US delists MEK, does ‘not see as viable Iran opposition’ group


The State Department announced Friday that, as anticipated, it has decided to remove the controversial Iranian group, the Mujahedin-e Khalq (MEK), from the US list of foreign terrorist organizations.

The delisting of the anti-regime group is effective as of Friday (September 28), and was largely made on humanitarian grounds, the State Department said.

“We do not see the MEK as a viable opposition movement,” a senior State Department official stressed in a call to journalists Friday. “We have no evidence or confidence the MEK could promote the democratic values we would like to see in Iran. … We continue to have serious concerns about abuses the group has committed to its  own members.”
“I can tell you this decision is made on the merits, not based on” the MEK’s high-profile US lobbying campaign, the senior State Department official added.

Secretary of State Hillary Clinton decided to delist the MEK as compensation for the group’s almost complete evacuation of its historic base in Iraq, a US official told Al-Monitor last week.

The official said the decision reflected the fact that all but 200 MEK members have now relocated from Camp Ashraf north of Baghdad to a facility near Baghdad airport, Camp Liberty, where they will be processed for resettlement out of Iraq by the UN High Commissioner for Refugees.
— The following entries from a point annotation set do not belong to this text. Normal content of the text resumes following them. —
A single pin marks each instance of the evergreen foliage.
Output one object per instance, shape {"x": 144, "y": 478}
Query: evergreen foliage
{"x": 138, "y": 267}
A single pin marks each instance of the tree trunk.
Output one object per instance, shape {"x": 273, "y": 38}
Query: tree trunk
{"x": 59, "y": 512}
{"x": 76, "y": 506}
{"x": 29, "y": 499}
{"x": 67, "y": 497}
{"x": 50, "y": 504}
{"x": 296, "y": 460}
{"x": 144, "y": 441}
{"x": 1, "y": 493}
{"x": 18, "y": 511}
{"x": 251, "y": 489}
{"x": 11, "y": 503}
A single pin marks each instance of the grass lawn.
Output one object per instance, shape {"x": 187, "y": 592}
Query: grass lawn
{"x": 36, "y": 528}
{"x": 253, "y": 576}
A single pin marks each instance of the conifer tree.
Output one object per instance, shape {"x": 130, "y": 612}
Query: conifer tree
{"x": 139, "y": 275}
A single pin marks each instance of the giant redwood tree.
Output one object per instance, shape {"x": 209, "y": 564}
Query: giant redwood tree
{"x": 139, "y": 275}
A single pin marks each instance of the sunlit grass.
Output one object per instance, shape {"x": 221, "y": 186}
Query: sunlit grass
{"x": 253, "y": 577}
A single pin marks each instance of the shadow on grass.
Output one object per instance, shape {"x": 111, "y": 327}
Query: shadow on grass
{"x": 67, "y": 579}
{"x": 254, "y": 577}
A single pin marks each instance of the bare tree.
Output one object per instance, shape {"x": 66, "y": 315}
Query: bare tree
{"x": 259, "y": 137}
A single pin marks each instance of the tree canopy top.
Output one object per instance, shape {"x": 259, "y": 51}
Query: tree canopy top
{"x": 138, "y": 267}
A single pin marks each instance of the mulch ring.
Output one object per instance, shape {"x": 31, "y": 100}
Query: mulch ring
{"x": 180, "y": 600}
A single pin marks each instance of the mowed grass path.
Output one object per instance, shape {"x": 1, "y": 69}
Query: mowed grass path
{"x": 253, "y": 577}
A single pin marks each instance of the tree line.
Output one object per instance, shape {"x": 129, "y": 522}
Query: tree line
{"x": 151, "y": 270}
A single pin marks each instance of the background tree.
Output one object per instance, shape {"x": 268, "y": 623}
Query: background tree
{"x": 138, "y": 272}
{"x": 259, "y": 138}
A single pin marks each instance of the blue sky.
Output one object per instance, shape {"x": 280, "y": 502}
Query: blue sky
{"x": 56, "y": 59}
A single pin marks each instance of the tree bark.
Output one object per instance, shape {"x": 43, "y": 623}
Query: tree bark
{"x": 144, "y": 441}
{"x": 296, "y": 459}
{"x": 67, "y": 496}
“With today’s actions, the Department does not overlook or forget the MEK’s past acts of terrorism, including its involvement in the killing of U.S. citizens in Iran in the 1970s and an attack on U.S. soil in 1992,” the State Department said in a press statement.  “The Department also has serious concerns about the MEK as an organization, particularly with regard to allegations of abuse committed against its own members.”